Luboinski J, Beaugerie L, Lamy P, Cosnes J, Gendre J P, Le Quintrec Y
Service d'Anatomie Pathologique, Hôpital Rothschild, Paris.
Gastroenterol Clin Biol. 1996;20(10):838-43.
The aim of the study was to test the hypothesis that some patients with functional diarrhea could actually suffer from a mild clinical pattern of collagenous or lymphocytic colitis.
Twenty consecutive patients with chronic diarrhea were included in the study if the colonic mucosa appeared normal during colonoscopy. From multiple colonic biopsies were established a conventional histological diagnosis and a quantitative histological diagnosis. This latter diagnosis was based on the semiquantitative evaluation of epithelial morphological alterations and lamina propria monocellular infiltration, and on the determination of both intraepithelial lymphocyte count and subepithelial collagen layer thickness. Multiple colonic biopsies from 12 control patients without diarrhea were analyzed according to the same protocol.
Among the 20 patients with diarrhea, the quantitative diagnosis of collagenous colitis was made in 3 patients (thickness of the collagen band between 11 and 26 microns) and the diagnosis of lymphocytic colitis in one (21% of intraepithelial lymphocytes).

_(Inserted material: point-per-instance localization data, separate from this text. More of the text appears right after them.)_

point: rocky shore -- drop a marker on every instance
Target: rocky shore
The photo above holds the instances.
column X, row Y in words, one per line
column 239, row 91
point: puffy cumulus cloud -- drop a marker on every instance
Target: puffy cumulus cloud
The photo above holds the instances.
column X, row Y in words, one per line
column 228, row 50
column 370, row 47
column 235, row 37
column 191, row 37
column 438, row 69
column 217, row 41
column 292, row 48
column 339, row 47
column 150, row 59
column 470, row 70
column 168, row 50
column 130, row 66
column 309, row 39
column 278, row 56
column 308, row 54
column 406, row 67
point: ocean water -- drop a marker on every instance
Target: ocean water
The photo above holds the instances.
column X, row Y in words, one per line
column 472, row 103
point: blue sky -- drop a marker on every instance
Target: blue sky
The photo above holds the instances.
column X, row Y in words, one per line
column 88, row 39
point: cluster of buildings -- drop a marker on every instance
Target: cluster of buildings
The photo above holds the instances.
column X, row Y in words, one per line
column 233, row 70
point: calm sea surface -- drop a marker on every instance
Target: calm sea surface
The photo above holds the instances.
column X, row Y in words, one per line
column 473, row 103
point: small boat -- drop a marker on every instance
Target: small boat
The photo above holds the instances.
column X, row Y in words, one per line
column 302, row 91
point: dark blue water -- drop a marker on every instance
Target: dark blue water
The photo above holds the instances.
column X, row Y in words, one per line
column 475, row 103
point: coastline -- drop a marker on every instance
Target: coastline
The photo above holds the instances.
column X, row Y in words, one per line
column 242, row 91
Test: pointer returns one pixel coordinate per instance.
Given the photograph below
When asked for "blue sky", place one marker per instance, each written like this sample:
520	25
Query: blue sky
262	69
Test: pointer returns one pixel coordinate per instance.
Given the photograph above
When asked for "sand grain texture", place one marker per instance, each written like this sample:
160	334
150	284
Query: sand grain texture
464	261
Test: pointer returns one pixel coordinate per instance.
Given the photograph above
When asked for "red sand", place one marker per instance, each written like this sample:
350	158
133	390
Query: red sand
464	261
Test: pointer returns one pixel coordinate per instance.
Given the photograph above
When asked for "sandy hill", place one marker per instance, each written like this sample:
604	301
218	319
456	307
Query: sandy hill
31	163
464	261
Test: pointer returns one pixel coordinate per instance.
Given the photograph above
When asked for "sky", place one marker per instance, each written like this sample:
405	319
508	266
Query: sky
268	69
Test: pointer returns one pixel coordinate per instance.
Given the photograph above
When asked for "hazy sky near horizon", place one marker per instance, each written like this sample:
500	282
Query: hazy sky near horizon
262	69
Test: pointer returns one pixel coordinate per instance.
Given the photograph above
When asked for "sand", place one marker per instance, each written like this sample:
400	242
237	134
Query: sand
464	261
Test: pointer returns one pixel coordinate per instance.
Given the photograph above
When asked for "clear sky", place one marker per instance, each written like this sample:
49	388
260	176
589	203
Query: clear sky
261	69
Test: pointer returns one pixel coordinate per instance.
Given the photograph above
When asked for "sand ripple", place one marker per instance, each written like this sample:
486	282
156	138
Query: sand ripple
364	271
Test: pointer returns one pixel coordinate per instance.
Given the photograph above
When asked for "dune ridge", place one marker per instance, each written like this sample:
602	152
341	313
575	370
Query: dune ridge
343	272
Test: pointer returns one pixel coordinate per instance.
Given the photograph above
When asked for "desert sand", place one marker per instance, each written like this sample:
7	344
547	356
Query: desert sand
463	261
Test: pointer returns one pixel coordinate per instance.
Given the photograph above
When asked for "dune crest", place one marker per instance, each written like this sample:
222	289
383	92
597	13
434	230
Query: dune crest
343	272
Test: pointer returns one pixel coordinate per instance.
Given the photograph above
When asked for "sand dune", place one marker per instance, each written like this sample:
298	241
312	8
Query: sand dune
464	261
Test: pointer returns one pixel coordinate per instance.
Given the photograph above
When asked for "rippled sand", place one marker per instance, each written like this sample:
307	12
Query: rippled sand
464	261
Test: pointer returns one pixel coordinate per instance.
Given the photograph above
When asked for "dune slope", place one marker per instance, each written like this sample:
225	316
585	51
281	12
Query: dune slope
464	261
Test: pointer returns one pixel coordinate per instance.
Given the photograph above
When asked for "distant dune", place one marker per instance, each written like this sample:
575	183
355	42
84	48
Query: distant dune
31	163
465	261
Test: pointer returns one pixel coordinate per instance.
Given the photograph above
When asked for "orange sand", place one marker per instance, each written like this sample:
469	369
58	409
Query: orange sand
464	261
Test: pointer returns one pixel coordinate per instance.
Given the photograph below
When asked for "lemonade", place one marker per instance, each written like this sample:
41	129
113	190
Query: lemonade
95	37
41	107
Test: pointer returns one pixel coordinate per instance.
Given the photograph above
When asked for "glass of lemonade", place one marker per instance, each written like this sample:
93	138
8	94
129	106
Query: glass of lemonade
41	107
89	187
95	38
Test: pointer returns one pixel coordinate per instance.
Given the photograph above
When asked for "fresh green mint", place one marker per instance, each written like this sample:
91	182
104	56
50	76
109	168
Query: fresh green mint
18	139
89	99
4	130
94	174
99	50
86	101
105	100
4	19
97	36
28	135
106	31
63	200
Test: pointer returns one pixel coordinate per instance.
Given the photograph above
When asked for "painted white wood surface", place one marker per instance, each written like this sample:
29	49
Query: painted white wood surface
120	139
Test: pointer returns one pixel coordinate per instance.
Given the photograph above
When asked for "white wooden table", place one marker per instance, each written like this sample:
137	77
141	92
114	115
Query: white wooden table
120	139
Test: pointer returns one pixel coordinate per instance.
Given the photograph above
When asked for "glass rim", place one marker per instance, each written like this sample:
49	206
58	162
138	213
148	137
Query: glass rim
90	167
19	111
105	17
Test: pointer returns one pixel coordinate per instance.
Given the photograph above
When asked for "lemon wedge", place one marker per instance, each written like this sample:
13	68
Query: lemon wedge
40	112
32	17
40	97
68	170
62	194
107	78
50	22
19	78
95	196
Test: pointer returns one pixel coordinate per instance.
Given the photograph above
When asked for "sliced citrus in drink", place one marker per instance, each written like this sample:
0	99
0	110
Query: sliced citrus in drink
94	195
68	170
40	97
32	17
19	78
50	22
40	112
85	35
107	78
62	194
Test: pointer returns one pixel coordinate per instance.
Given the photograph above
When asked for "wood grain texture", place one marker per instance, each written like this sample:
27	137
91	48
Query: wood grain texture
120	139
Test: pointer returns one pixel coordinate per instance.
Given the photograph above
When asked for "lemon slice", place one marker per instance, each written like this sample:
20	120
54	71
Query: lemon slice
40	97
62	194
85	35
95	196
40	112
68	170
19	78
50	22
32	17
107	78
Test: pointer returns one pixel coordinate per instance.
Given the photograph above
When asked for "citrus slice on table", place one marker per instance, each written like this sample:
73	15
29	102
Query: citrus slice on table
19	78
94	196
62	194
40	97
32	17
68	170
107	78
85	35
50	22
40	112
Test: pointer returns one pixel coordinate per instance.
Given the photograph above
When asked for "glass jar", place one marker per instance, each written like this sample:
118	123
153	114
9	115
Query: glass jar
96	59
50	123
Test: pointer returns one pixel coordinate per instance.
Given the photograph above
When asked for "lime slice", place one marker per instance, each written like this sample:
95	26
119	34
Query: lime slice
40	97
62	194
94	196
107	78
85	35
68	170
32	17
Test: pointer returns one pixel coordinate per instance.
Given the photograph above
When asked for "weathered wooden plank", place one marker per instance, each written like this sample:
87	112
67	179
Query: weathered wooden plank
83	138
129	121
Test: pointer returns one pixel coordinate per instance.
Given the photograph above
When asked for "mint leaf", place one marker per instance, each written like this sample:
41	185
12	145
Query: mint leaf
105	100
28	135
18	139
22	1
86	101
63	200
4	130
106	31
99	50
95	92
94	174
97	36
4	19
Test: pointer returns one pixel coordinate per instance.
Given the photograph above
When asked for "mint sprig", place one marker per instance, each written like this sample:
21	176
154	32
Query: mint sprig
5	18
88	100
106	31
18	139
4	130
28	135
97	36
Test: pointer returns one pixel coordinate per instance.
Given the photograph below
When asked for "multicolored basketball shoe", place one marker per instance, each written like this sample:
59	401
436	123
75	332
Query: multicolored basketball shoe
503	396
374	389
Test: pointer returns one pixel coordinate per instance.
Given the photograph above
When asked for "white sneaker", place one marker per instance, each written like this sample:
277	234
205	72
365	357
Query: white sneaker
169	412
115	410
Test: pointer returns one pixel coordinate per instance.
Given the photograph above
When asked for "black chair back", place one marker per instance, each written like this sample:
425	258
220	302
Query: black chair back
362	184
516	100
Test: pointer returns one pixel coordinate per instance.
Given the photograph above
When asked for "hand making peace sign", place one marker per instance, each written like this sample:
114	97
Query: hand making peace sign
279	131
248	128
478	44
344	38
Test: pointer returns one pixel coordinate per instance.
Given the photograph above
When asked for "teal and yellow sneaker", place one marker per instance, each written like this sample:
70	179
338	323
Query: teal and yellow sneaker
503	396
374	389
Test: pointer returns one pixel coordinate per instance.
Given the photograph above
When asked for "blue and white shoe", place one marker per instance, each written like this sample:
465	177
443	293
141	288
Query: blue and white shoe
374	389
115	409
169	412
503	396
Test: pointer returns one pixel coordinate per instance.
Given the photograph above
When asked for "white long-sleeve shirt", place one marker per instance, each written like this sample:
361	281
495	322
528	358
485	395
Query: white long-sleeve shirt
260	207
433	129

The percentage of intraepithelial lymphocytes did not differ between the 16 remaining patients and the controls (12 +/- 5% and 9 +/- 4%, respectively). Similarly, the score of surface epithelial damage and the score of lamina propria infiltration in patients with diarrhea (1.2 +/- 1.0 et 1.7 +/- 1.5) were not different from the values in the control group (1.3 +/- 1.3 et 1.5 +/- 1.2). The mean fecal weight in patients with diarrhea but without colitis was 161 +/- 130 g/d. All the values of fecal weight were below 300 g/d, except in one patient with a past history of truncular vagotomy.

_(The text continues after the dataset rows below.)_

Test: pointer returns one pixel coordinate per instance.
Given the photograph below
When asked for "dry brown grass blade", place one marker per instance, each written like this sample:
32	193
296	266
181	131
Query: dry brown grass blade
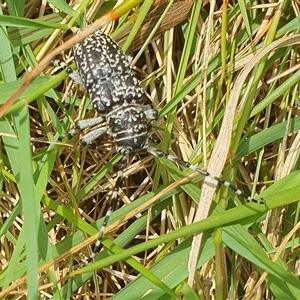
178	12
220	152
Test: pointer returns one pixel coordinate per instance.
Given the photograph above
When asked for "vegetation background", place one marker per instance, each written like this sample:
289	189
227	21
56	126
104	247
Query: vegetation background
195	59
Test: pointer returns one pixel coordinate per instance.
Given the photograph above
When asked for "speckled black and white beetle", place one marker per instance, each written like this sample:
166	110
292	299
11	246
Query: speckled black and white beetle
115	93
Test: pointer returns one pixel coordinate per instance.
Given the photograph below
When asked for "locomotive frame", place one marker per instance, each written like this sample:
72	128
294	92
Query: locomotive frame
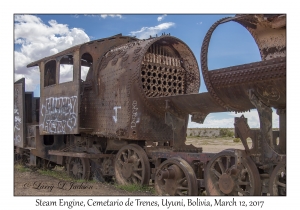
128	119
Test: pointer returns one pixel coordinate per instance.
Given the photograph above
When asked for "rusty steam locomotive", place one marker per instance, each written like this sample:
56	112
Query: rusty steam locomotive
128	118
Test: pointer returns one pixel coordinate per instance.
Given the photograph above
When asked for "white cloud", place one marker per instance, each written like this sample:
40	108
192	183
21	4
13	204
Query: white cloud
35	40
105	16
145	32
228	122
160	18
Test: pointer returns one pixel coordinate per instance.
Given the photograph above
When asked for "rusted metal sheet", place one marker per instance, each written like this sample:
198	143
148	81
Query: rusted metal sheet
81	155
229	86
126	77
19	113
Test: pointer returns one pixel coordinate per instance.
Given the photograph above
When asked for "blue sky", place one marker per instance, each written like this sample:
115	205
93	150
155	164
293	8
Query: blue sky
37	36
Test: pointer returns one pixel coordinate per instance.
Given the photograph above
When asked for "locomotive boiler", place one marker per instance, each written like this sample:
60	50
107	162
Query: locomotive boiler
128	118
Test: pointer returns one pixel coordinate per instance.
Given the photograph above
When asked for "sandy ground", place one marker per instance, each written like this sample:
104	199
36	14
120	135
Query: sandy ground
214	145
32	183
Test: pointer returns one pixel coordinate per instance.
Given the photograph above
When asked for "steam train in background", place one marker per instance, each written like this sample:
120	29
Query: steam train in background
128	118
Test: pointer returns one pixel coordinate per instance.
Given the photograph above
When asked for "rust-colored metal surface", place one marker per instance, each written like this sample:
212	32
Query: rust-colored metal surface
129	117
229	86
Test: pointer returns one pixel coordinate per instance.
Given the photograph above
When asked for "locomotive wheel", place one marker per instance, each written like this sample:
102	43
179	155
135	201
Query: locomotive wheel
78	168
175	177
277	185
222	177
132	166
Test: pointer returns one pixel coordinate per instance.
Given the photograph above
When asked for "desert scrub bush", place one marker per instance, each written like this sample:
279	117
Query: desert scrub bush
225	132
236	140
21	168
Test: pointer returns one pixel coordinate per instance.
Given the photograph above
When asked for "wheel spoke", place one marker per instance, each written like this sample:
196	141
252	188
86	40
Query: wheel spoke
136	175
221	165
239	182
280	184
181	180
124	156
216	173
182	188
180	193
227	161
134	180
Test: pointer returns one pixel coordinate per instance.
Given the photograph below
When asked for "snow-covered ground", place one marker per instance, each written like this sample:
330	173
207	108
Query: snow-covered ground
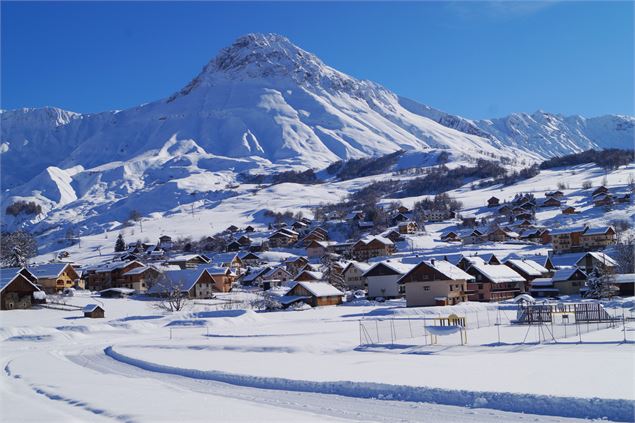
138	364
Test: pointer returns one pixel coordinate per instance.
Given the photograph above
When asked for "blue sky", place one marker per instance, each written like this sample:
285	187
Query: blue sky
473	59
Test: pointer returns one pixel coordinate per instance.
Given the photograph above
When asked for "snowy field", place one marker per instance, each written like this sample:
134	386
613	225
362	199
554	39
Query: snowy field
221	363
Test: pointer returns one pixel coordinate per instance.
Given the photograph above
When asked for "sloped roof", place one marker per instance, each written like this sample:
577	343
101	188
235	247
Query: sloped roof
498	273
185	279
48	271
529	267
89	308
320	289
564	274
7	275
396	266
449	270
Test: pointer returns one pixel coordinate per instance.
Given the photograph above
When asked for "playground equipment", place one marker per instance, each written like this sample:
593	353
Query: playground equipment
445	326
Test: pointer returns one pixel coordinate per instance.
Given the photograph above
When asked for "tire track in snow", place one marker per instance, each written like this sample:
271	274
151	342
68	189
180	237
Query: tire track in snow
544	405
48	393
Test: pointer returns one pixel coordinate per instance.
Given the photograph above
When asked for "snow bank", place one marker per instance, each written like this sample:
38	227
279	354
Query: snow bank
589	408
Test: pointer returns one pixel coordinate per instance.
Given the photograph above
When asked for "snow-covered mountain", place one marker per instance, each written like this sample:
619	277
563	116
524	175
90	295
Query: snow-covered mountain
262	104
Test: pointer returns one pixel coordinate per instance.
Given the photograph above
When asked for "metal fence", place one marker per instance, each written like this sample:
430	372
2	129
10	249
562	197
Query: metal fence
417	331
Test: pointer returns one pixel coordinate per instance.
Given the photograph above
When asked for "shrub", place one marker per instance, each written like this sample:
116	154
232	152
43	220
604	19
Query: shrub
26	207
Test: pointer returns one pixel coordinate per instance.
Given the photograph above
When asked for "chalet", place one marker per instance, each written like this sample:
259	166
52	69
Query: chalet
244	240
283	238
317	249
450	236
598	238
555	194
504	209
249	259
365	225
353	275
382	277
308	276
233	246
602	200
254	277
409	227
551	202
501	235
623	198
393	235
493	283
543	260
17	289
370	247
93	311
316	294
165	242
590	260
140	278
568	210
189	261
439	215
435	282
295	264
529	270
469	221
602	190
625	283
55	277
474	237
400	217
222	277
355	215
276	275
193	283
567	240
563	282
299	226
109	275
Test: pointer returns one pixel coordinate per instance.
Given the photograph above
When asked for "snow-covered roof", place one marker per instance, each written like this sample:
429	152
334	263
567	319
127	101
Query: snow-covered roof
449	270
498	273
188	257
215	270
624	278
7	275
359	265
185	279
598	231
529	267
137	270
563	231
89	308
398	267
320	289
542	282
48	271
564	274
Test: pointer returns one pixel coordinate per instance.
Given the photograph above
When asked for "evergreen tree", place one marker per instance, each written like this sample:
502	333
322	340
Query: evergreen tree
120	244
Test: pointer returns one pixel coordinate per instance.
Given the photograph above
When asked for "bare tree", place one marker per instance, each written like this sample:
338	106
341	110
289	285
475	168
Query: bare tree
16	248
173	295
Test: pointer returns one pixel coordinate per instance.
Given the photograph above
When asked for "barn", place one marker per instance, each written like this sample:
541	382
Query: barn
315	293
93	311
16	290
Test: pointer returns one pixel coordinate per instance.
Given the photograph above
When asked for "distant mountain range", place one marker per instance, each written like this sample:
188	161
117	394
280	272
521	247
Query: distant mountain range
261	105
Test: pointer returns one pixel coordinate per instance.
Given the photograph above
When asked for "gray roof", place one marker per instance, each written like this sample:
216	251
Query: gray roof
48	271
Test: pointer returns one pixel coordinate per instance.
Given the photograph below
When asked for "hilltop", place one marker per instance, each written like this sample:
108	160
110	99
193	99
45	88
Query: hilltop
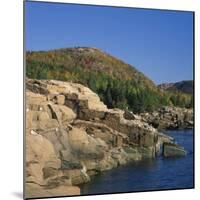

These results suggest that most of the patients with functional diarrhea do not suffer from mild clinical patterns of collagenous or lymphocytic colitis.

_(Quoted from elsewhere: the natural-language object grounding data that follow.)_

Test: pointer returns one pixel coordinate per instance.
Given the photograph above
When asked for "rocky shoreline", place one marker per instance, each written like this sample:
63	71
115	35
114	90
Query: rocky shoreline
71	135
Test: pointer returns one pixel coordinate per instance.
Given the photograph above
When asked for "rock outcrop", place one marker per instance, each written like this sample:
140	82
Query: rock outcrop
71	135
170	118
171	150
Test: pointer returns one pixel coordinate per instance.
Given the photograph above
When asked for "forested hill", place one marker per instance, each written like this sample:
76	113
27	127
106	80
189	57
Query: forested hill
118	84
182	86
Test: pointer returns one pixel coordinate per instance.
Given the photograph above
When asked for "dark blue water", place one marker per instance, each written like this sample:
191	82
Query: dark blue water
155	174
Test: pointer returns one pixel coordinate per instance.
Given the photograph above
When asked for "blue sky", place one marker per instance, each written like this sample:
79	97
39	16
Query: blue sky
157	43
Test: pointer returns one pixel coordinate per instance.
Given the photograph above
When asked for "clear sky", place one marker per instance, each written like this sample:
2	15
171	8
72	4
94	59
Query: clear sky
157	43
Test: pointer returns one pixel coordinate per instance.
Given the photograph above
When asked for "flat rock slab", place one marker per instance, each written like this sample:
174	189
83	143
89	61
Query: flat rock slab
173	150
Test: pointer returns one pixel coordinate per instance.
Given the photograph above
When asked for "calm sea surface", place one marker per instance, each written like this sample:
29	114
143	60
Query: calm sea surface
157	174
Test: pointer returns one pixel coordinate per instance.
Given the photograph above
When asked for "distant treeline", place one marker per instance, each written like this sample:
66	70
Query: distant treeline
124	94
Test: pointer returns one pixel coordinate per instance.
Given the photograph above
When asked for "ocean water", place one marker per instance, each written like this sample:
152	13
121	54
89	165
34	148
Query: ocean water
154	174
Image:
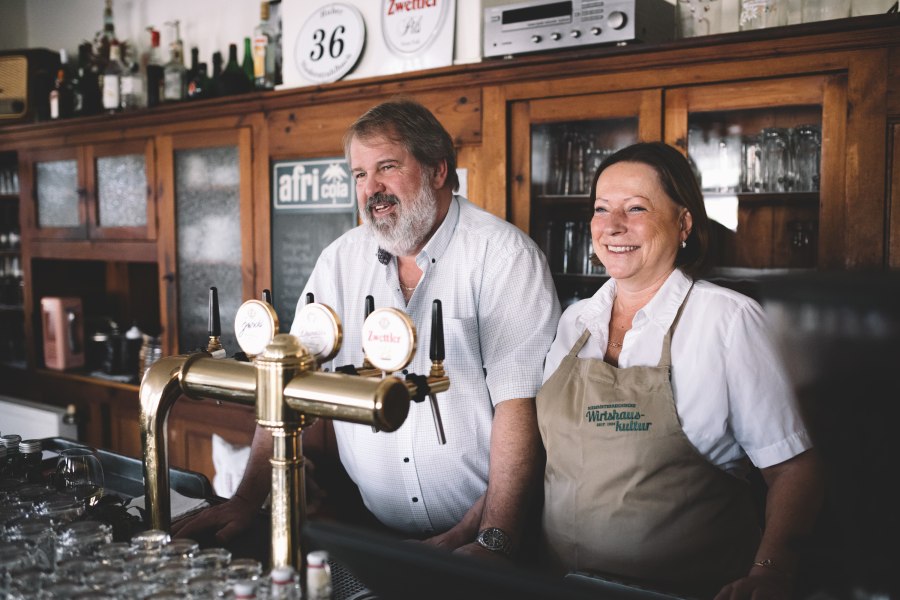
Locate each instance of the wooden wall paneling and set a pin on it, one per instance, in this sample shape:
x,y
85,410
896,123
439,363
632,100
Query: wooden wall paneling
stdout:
x,y
490,189
865,177
248,228
675,119
261,205
317,130
650,124
834,160
893,259
166,244
520,119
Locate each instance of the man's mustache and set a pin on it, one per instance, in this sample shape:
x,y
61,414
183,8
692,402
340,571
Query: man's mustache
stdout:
x,y
381,198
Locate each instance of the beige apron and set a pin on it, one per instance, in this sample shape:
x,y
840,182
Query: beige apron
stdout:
x,y
625,491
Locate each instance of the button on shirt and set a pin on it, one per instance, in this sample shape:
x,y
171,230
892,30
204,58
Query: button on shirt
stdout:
x,y
731,391
500,312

本研究旨在验证以下假设,即部分功能性腹泻患者实际上可能患有轻度的胶原性或淋巴细胞性结肠炎临床症状。
若结肠镜检查时结肠黏膜外观正常,则将连续20例慢性腹泻患者纳入研究。通过多次结肠活检进行常规组织学诊断和定量组织学诊断。后者的诊断基于上皮形态改变和固有层单细胞浸润的半定量评估,以及上皮内淋巴细胞计数和上皮下胶原层厚度的测定。按照相同方案对12例无腹泻的对照患者的多次结肠活检进行分析。
在20例腹泻患者中,3例被诊断为胶原性结肠炎(胶原带厚度在11至26微米之间),1例被诊断为淋巴细胞性结肠炎(上皮内淋巴细胞占21%)。其余16例患者与对照组之间上皮内淋巴细胞百分比无差异(分别为12±5%和9±4%)。同样,腹泻患者的表面上皮损伤评分和固有层浸润评分(1.2±1.0和1.7±1.5)与对照组的值(1.3±1.3和1.5±1.2)无差异。无结肠炎的腹泻患者粪便平均重量为161±130克/天。除1例有迷走神经干切断术病史的患者外,所有粪便重量值均低于300克/天。
这些结果表明,大多数功能性腹泻患者并未患有轻度的胶原性或淋巴细胞性结肠炎临床症状。